Southmoreland board to review investments
Southmoreland School Board agreed on Thursday to review its investment portfolio.
The district has more than $3 million in Scottdale Bank and Trust and more than $3 million in PNC Bank.
Director Tony Lizza questioned why the district shouldn’t move more money to Scottdale Bank and Trust, which provides about 1.25 percent return on investments compared to PNC Bank’s 0.41 percent return.
“That’s almost a mill that we’re losing there,” he said. “Besides that, every year Scottdale Bank donates almost $100,000 to the district to help out the students, so I don’t see why we don’t move some more money there to let them try to make a little more money.”

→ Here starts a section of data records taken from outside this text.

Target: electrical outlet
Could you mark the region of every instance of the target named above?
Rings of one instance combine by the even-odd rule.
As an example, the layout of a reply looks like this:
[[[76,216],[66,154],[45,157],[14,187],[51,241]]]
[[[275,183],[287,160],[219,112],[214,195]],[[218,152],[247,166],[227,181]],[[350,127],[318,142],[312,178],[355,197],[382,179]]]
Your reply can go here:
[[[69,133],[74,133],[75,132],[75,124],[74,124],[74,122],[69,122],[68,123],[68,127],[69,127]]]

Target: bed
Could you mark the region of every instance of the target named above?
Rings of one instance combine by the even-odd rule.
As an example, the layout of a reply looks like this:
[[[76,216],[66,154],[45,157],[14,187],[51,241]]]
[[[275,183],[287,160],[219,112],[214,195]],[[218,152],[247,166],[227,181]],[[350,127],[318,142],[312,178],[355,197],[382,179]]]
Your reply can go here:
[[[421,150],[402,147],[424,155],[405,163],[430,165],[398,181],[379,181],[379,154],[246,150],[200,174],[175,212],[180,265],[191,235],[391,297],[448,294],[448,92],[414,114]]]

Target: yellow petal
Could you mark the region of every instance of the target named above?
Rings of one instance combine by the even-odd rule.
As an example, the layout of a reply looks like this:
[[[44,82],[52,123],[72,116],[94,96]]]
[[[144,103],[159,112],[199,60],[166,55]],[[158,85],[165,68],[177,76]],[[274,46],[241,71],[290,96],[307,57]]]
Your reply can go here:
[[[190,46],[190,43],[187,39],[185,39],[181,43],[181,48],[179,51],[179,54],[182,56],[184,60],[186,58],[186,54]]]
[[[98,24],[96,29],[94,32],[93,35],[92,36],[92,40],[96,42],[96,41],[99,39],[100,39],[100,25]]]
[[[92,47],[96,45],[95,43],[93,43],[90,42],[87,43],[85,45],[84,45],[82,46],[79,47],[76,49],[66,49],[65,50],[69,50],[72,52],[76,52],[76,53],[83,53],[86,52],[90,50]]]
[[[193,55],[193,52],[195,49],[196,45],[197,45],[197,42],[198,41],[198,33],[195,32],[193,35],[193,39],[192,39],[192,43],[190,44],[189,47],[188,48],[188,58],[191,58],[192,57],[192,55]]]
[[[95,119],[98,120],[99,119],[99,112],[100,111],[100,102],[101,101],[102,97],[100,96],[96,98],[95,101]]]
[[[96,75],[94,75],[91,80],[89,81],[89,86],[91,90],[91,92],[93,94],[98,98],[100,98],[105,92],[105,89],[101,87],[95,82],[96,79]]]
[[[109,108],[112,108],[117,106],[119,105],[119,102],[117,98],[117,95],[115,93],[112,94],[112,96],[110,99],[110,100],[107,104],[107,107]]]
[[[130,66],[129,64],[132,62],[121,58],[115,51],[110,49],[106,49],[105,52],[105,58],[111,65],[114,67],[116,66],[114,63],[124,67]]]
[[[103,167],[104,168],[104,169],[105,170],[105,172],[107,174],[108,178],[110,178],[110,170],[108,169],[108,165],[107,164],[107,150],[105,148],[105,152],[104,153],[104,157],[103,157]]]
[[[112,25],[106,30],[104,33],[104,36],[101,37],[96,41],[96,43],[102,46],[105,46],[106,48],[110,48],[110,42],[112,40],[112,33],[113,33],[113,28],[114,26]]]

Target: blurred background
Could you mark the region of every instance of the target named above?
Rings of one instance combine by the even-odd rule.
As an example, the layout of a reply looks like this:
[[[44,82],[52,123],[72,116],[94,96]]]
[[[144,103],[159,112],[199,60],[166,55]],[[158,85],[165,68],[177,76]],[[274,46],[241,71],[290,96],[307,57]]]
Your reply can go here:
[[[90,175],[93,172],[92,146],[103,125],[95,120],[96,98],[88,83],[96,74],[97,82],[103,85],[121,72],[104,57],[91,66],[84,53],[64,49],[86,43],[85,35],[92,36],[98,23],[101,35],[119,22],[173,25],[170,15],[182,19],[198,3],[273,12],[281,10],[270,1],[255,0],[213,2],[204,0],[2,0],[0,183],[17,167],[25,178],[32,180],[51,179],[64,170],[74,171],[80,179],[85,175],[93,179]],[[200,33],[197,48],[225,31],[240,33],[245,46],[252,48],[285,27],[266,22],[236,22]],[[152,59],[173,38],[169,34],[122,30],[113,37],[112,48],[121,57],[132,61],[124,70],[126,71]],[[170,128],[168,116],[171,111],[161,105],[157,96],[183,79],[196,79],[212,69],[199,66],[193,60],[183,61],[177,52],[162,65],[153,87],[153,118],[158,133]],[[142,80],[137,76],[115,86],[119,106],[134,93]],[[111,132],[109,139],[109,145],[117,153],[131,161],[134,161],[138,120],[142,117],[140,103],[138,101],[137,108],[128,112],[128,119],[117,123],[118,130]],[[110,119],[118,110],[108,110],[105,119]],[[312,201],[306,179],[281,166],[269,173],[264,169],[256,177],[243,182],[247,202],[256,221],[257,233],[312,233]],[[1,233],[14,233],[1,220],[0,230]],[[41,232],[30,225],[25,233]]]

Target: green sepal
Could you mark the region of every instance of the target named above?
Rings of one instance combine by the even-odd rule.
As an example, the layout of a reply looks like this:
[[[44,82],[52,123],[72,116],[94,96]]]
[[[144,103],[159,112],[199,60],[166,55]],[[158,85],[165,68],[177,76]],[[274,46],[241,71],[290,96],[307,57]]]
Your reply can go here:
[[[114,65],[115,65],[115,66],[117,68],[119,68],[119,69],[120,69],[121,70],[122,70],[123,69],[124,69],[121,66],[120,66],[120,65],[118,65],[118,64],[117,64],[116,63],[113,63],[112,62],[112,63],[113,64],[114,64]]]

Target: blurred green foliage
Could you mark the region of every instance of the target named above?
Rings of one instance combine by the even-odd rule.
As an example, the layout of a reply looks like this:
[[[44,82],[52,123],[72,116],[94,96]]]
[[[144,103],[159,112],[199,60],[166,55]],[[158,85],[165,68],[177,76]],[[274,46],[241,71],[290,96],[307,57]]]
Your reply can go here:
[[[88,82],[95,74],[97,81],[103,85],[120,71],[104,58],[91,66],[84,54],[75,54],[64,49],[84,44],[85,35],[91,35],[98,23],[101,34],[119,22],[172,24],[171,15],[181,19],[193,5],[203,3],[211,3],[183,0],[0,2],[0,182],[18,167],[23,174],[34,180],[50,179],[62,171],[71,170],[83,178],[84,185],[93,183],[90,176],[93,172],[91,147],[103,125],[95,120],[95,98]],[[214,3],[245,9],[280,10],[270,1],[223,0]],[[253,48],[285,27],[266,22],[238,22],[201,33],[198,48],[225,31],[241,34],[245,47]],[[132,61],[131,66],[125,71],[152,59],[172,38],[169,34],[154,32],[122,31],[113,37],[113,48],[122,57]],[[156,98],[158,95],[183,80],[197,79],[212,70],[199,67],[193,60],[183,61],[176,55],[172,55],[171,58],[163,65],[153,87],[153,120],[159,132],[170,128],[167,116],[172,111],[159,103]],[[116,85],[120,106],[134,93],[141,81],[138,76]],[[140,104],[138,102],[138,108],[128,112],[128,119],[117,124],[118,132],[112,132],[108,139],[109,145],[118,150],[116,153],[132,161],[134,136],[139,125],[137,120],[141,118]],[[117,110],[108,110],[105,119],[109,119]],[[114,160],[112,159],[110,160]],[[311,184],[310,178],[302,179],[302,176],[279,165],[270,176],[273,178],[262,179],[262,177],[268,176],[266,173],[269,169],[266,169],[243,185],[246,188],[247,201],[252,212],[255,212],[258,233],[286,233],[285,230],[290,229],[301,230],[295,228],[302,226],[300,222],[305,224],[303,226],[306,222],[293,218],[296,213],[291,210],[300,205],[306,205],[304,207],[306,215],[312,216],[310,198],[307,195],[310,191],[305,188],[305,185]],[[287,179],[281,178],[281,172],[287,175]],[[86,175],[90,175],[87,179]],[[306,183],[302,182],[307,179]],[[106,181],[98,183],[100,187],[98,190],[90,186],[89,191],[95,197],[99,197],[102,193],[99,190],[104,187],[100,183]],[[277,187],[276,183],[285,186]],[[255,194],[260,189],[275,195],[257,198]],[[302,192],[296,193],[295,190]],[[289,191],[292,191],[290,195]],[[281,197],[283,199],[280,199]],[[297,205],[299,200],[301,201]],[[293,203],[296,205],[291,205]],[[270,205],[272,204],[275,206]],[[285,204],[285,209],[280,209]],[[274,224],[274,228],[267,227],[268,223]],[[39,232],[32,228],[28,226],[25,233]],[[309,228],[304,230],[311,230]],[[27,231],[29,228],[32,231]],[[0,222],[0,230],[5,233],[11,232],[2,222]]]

Business Manager Bill Porter reported at a previous meeting that the district’s auditor suggested the district obtain a letter from Scottdale Bank that would certify there was enough collateral with the bank to handle more funds from the district.
Acting Superintendent John Molnar said the Pennsylvania School Boards Association recommends that districts not “put all of your eggs in one basket.”
Director Catherine Fike asked Molnar whether the board could request Porter to look at different banks and their interest rates and what banks would be able to provide a letter certifying collateral for certain amounts of money invested.
In other business, resident Karen Kiefer presented the board with information from the Commonwealth Foundation website that showed the change in taxes per student from the 1997-98 school year to the 2007-08 school year.
A number of schools went down in taxes per student by up to 39 percent, but there were those that increased in taxes per student up to 21 percent, which is where the study listed Southmoreland School District.
But Director Levi Miller said that districts comparable to Southmoreland are about the same.
“Not to say that the ballpark we’re in is a good one, but we need more information on these figures,” he said.
Miller added that some of those districts that have reduced taxes per student are ones like McKeesport where there is a need for improvement by students on state tests.
Kiefer said she would is interested in continuing an examination of the tax rate.
“Bill Porter pointed out several things on the white board (at a previous meeting) that could be cut that really have very little to do with PSSA scores,” she said.
Some of those suggestions were to eliminate busing and budgeting for sports programs.